Two linewidth-tolerant optical phase noise suppression algorithms, non-decision aided sub-symbol optical phase noise suppression (NDA-SPS) and partial-decision aided sub-symbol optical phase noise suppression (PDA-SPS), based on low-complexity time domain sub-symbol processing are proposed for coherent optical orthogonal frequency division multiplexing (CO-OFDM) systems. High accuracy carrier phase estimation is achieved in the NDA-SPS algorithm without decision error propagation. Compared with NDA-SPS, partial-decision aided estimation is introduced in PDA-SPS to reduce the pilot-overhead by half, yet only a small performance degradation is induced.
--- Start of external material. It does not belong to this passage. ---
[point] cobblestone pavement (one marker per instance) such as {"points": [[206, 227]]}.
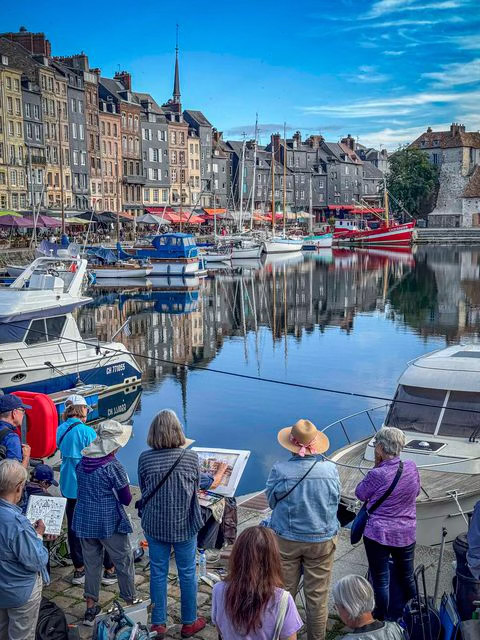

The principles and computational complexities of the proposed algorithms are theoretically analyzed. By adopting specially designed comb-type pilot subcarriers, multiplier-free observation-based matrix generation is realized in the proposed algorithms. Computationally intensive discrete Fourier transform (DFT) or inverse DFT (IDFT) operations, which are usually carried out in other high-performance inter-carrier-interference (ICI) mitigation algorithms multiple times, are completely avoided. Compared with several other sub-symbol algorithms, the proposed algorithms with lower complexities offer considerably larger laser linewidth tolerances as demonstrated by Monte-Carlo simulations. Numerical analysis verifies that the optimal performance of PDA-SPS can be achieved with moderate numbers of sub-symbols.